Por Enrique M. Martínez *

El texto de la proyectada reforma laboral y la forma en que el mismo se está discutiendo ilustran un dilema profundo de la política argentina. En efecto, la mayoría de los protagonistas de la política nacional no logra liberarse de una visión hegemonista de su tarea, donde el objetivo final es acumular suficiente poder como para decidir por sí y ante sí. Es casi una visión futbolera de la función política, donde sólo existe ganar o perder, ya que empatar no sirve. La opción de usar el poder formal para construir consensos es recorrida sin convicción y abandonada ante la primera posibilidad de entrar en pulseadas.
Esto no es nuevo.

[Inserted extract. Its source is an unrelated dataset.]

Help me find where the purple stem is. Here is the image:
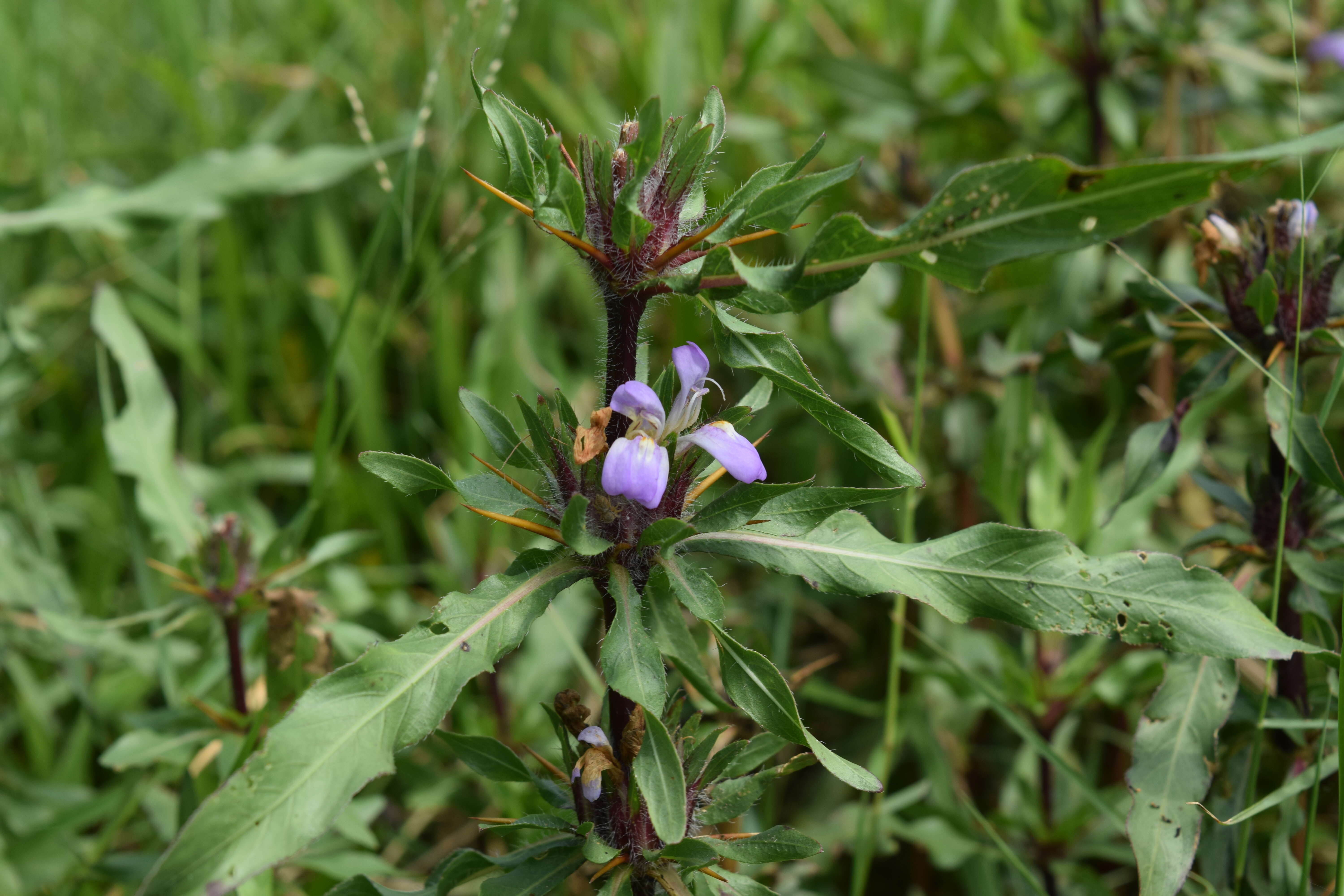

José Bordón, cuando llegó la crisis de su partido, sostuvo que tenía el 51 por ciento de las acciones y por lo tanto derecho a decidir solo. Carlos Ruckauf estrenó su cargo de gobernador diciéndoles a los legisladores de su partido que sólo se podía estar con él o contra él. De Carlos Menem, ni hablemos, porque se superaría todo espacio periodístico. Fernando de la Rúa, en cambio, estableció en su primera reunión con los legisladores de la Alianza que el consenso era su meta, que todo podía y debía ser analizado en profundidad de cara a la sociedad.
Con la legislación laboral todavía tenemos tiempo de cumplir esa premisa. Hay dos puntos centrales de controversia: el período de prueba y la descentralización de las negociaciones en los convenios colectivos. El tratamiento de este último tema es el que marca más nítidamente la vigente visión hegemonista de la política. La cúpula sindical considera que admitir la discusión a nivel de empresa, sin compromiso formal con el sindicato central, podría fragmentar la organización y en la práctica debilitaría las conducciones nacionales. Es cierto.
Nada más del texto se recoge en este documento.